Multi-tenancy is one of those decisions that is cheap to get right on day one and expensive forever after. We’ve migrated two products from “one customer per database” to “shared schema with tenant columns” and neither rewrite is something we’d recommend on a dare.
Here is the model we use in WRNexus, with the trade-offs we’ve made visible.
Three common shapes
- Database per tenant — the strongest isolation, the most ops surface area, the worst noisy-neighbour mitigation.
- Schema per tenant — fewer connections, but every migration runs N times and Postgres performance degrades with thousands of schemas.
- Shared schema with a tenant column — one table per concept, every
row carries a
workspace_id, isolation is enforced in the query layer.

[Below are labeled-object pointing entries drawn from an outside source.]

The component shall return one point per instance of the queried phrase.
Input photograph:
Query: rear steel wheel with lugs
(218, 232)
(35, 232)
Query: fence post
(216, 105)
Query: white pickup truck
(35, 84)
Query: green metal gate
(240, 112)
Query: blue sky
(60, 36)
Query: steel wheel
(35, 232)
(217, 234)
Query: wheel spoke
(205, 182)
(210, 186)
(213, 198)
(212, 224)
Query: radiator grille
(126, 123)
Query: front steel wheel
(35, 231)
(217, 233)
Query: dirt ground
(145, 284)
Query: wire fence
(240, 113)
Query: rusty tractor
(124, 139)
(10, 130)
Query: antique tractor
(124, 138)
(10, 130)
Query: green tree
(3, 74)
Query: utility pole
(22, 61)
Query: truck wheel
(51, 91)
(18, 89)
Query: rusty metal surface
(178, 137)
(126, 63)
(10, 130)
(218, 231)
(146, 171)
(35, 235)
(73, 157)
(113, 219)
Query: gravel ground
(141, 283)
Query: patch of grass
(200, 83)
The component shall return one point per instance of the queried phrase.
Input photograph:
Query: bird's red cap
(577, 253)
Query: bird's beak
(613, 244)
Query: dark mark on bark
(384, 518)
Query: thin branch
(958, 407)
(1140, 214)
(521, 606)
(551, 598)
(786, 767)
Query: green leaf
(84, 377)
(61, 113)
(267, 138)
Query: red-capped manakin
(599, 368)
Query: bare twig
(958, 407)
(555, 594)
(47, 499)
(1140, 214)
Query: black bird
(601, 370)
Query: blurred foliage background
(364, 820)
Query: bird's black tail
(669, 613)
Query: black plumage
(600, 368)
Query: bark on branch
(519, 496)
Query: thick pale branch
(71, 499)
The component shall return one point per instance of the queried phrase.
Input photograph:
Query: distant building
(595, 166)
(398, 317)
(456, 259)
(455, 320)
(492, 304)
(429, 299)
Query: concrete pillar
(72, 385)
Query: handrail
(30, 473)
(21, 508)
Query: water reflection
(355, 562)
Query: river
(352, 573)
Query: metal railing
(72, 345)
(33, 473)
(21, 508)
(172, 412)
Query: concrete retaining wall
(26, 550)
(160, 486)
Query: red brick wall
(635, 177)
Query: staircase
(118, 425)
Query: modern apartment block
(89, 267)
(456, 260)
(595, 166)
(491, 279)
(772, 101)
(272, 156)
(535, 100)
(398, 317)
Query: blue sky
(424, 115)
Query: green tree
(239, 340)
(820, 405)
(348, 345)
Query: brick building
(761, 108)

WRNexus is option 3. We’re not unique in this — Stripe, Notion, and
Linear all use variations of the same pattern. The reason: it’s the
only option where a single ALTER TABLE lands for every customer at
once, and you can stand up a million-tenant system on the same
hardware as a hundred-tenant one.
The two columns every table has
Every table in the WRNexus product schema has the same two columns at the front:
CREATE TABLE document (
id uuid PRIMARY KEY,
workspace_id uuid NOT NULL REFERENCES workspace(id),
-- ... domain columns ...
);
CREATE INDEX ON document (workspace_id, created_at DESC);
workspace_id is the tenant boundary. It’s the first column of every
index, and the first WHERE clause of every query. There is no
“global” read in the product surface — even the search endpoint scopes
itself to the caller’s current workspace before it ever hits the
database.
Enforcing isolation in code, not policy
Row-Level Security in Postgres is tempting, and we evaluated it. The problem: every connection has to be reconfigured with the active tenant, which adds an extra round-trip for pooled clients (PgBouncer, RDS Proxy) and surprises in monitoring tools that don’t set the session variable.
We landed on a simpler rule: every repository method takes a
workspace_id as its first argument, and there is exactly one query
builder helper that adds the WHERE clause. Code review catches
deviations, and we have a linter that fails CI if a query against a
tenant-scoped table doesn’t include the predicate.
Identity is shared, product data is not
The seam that took us the longest to get right is the one between
identity (a user, owned by the SSO subsystem) and product
data (anything tenant-scoped, owned by a workspace). A user can
belong to many workspaces; a workspace owns its own product data
independent of who’s currently logged in.
The bridge is the workspace_membership table:
CREATE TABLE workspace_membership (
user_id uuid NOT NULL REFERENCES "user"(id),
workspace_id uuid NOT NULL REFERENCES workspace(id),
role text NOT NULL,
joined_at timestamptz NOT NULL DEFAULT now(),
PRIMARY KEY (user_id, workspace_id)
);
Authorisation reads from this table; everything else in the product
just sees a workspace_id and never has to think about which user is
present.
What about noisy neighbours?
The honest answer: monitor and alert. We instrument every query with
the workspace_id it ran against and ship that to Honeycomb. If one
tenant is doing 90% of the read volume on a shared table, we see it
within a minute and either rate-limit them or move them onto a
dedicated read replica.
For our enterprise customers who genuinely need physical isolation, the same image runs against their own Postgres instance. The product code doesn’t know — the only difference is the connection string.
Closing rule of thumb
Pick the shared-schema model. Make workspace_id the first column of
every table and every index. Enforce isolation in your repository
layer, not your reader’s brain. The other 95% of your product code
shouldn’t have to know multi-tenancy exists.